Sadly, during the games I’ve been to this year, it’s been crickets for the most part. Specifically, and what enticed me to write this article, was the game against Montreal this past Saturday. The second game of a back to back, after a tough shoot out win versus the Hurricanes. They faced a great Montreal team, backstopped by one of the best in the business, Carey Price. Likely lead-legged and tired, a packed house seemed to lack vocal support for the team when they needed it most. The Caps announcer, as always, did his best to rile up the crowd in roaring manner…but to little success. Slapshot ran up and down the venue, banging his drum and whooping small groups of sections into a craze, but only for short periods of time. When the Caps had frenzies in the offensive zone, there was no sustained roar from a crowd that I have personally seen rumble the foundation of the building at times. On penalty kills, there are rarely more than a couple thousand clapping and cheering when a shot is blocked, or a puck is cleared to relieve pressure. After a booming hit, or a scrum in front of the net, people should be using those events and rolling with them, instead of quieting down after a few seconds. More often than not, the home team will thrive off the energy produced from huge group of supporters. Sometimes, all it takes is a little kick in the butt from the fans to boost a team from struggling, and change the pace of the game. Unleashing the fury should come for the whole game, not for a few seconds with 5 minutes remaining in the 3rd, down by a goal. Who cares if you sound like a crazy idiot…you’re at a hockey game, most likely surrounded by others who are just as nuts as you…we live in D.C, and drive in and out of it everyday…LET IT OUT!
To credit Washington, it is still a bit of a baby when it comes to hockey. We are young compared to many, and most fans are fairly new. They aren’t seasoned like the fanatics in Montreal, Chicago, Boston, or even New York. In D.C, and unfortunately so, a lot of the seats are filled with corporate giveaways, date nights, and all other things NOT related to being a hockey fan. It certainly puts a damper on the regulars ability to “bring the house down,” but humans will follow suit. Season ticket holders and regular attendees can do their part in helping that group of four in business attire get on their feet, and hopefully instill some knowledge for the next time their boss gives them tickets. Start a trend of cheering loudly, proudly, and respectfully of course. Keep that thunder booming for entire zone times, full power plays and penalty kills. The list goes on, and the players will thank you for it, I promise.

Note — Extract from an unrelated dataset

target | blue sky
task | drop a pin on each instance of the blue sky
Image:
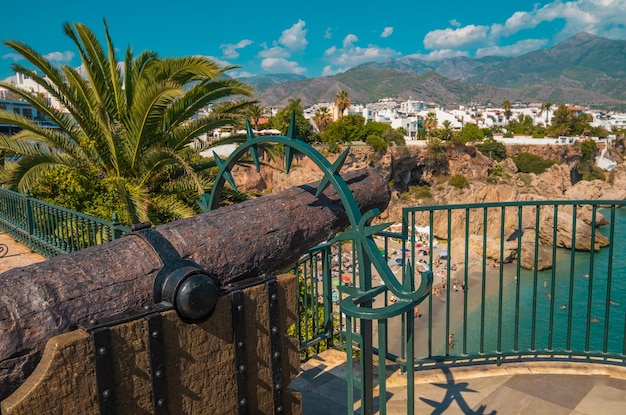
(311, 39)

Yes, we are all well aware of the teams’ playoff woes, and some may be thoroughly discouraged at this point…I know I am from time to time. However, think about what’s important here…the Caps, and eventually getting the you know what. I don’t say it, sorry.

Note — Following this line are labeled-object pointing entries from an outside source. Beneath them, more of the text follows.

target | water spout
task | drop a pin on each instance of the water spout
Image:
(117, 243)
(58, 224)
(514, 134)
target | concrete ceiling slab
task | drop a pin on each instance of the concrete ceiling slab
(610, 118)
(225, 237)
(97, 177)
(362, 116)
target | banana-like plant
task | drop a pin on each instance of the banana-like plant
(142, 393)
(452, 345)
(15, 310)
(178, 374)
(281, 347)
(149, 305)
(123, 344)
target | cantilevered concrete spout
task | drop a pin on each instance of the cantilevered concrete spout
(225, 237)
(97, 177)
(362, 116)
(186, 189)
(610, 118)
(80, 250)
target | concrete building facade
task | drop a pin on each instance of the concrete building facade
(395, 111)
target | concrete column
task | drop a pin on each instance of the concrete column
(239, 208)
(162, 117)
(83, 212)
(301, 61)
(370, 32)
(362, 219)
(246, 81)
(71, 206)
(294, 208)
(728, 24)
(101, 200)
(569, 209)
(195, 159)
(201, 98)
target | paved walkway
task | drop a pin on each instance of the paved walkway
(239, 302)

The cause is not lost, though. The Washington Capitals are an incredibly dangerous hockey club, and again, sometimes it just takes a little extra kick in the keister to boost your favorite players. Help the horn guy, the Goat, and the other famous Caps fans get the rest of the party going, because the players need you. Keep the class, but put some *** into it. You are more useful and impactful than you know. Verizon Center is too dang quiet all the time, and it needs to change!